Cats can be finicky eaters, but the nutritional benefits of toppers are well worth the training effort.
Some will only eat one trusted food; while others may be open to a variety of foods but are unwilling to try anything new. This pickiness has a purpose; the cat who won't eat a strange or different food is the one who is less likely to get sick from eating spoiled food.
This can be difficult for cat owners if you wish to introduce a new food—or even add a nutritional supplement or treat to your cat's food. Teaching your cat to eat new things is well worth the effort, as it can be important for your cat's health. Not only may his favorite food change, go off the market, or be made with a new recipe, but a varied diet is always good.
Introduce Anything New Slowly
You can introduce the new food (chicken broth for example) by putting a teaspoon of the broth in a separate bowl by the side of your cat's normal meal. The first day your cat may pretend the broth isn't there. That's okay; throw it away and do this again the next day.
By day three or four your cat may take a lick or two or even drink it all. That's great! Now add a few bits of shredded chicken to it and repeat the process.
Anything you add to your cat's diet, as a topper or treat, should not exceed 10% of the day's calories. Not only will this help ensure that the nutritional balance of their primary food isn't upset (think of the vitamin and mineral balance, for example), but you can avoid creating a weight problem.
Although beef broth and turkey broth are also good foods, chicken broth seems to be most appealing to many cats.
Make sure you look for a broth with just chicken and water as ingredients or primary ingredients. Some commercial broths contain a number of different ingredients and your cat shouldn't have: including salt, garlic, other seasonings, and a number of different preservatives.
If you'd like to make your own broth, put leftover chicken bones with some bits of meat in a slow cooker. Cover with water and cook for six hours. Strain the mixture through a mesh strainer to get all of the bone bits out. Cool the broth right away. You can fill a silicone mold (ice cube size molds are great), freeze these, and then store them in the freezer. Pull one out at a time for your cat's meals. The broth can be served alone, warmed but not hot, as a meal topper or in between meals as a treat.
Cats are obligate carnivores, which means they are meat-eaters. Therefore, some of the meal toppers your cat may like best will be meat.
If you cook a dinner with chicken, turkey, beef, bison, venison, or other meats, set aside a few tiny pieces of cooked meat. When you are done eating, dice them into small pieces.
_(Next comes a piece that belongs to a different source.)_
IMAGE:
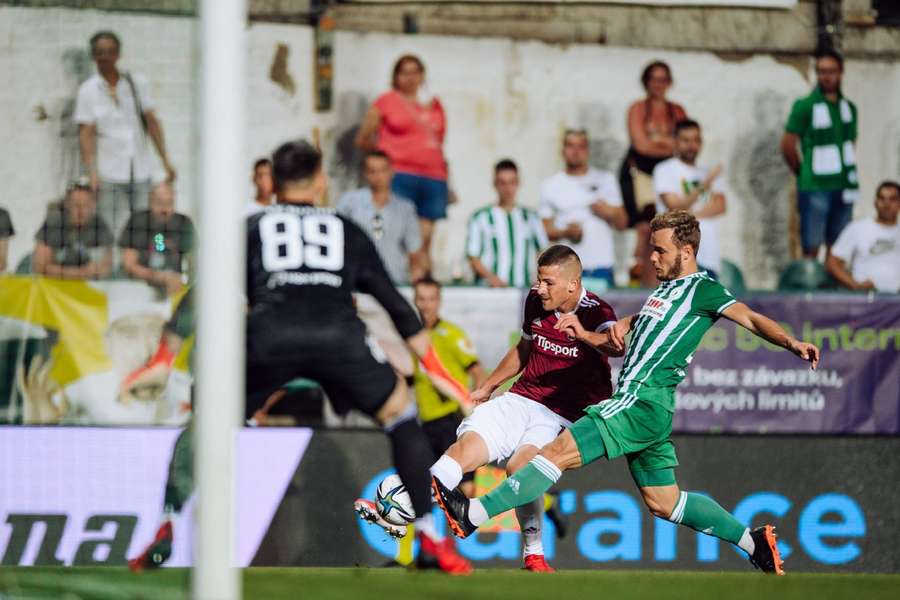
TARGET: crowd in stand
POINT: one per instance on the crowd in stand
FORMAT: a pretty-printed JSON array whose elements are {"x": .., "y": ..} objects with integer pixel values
[{"x": 116, "y": 222}]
Then shred them finely. Sprinkle a pinch over your cat's food as a topper next mealtime. A pinch is all that's needed; too much too often can be too many calories.
If you have fish for dinner you can do the same thing. Salmon, whitefish, trout, or other fish all appeal to most cats. Again, a tiny bit of shredded meat is a good topper.
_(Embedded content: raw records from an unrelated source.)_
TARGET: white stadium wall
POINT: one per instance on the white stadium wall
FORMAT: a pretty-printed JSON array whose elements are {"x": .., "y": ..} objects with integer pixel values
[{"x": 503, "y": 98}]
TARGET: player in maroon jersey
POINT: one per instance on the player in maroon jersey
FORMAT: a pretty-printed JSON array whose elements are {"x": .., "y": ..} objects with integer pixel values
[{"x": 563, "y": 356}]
Be cautious when offering tuna. Tuna can be addictive to cats; so much so they will refuse other foods and wait for the tuna. Some shredded tuna every once in a while is fine, but not any more than every few weeks. Use other meats or toppers on a more regular basis.
Puréed Veggies Are Great
Although cats are meat eaters, some plant foods are good nutrition. These foods do need to be cooked, however, so that a cat's digestive system can utilize the nutrition. Raw plant foods tend to go through the digestive tract unused. The vegetables can be steamed, baked, slow-cooked, or even cooked in an instant cooker; so long as they're cooked.
You can use foods that you're cooking for yourself or your family; just set aside a few small pieces for your cat before the food is seasoned. A couple of small pieces of sweet potato, some green beans, squash, or pumpkin would each be fine.
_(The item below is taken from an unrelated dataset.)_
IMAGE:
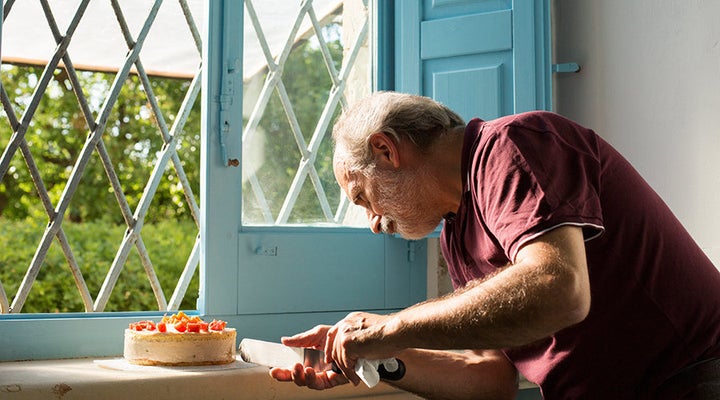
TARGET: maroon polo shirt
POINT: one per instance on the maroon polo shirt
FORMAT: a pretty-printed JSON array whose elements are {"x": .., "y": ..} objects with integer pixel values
[{"x": 655, "y": 296}]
Put the cooked vegetables in a food processor and puree the food until it's smooth with no chunks. Refrigerate and offer to your cat as a topper. Just a 1/4 to 1/2 teaspoon is fine.
There are many commercial supplements for cats available, but most experts say that if the cat is healthy and eating a good diet, these supplements aren't necessary. If you have any questions at all, talk to your veterinarian.
The Honest Kitchen makes a few additions perfect for many cats, from broth pour overs to herbal supplements. These are especially helpful for cats if their feces are loose, softer than normal, or particularly smelly. Perfect Form is an herbal digestive supplement made from slippery elm, fennel, papaya, pumpkin seed, and plantain; all foods known to be beneficial for the digestive tract. It is safe for both kittens and cats.
Make Changes Slowly
Make any changes, even good ones, slowly. Slow changes allow your cat time to accept the new food (and changes) mentally and emotionally, but slow changes give the cat's body time to adapt as well.
We may think 1/4 teaspoon of pumpkin puree is a minute amount of food—but to your cat, that can be a lot of fiber. Too much can affect the digestive system in a variety of ways; not all good! So make changes slowly.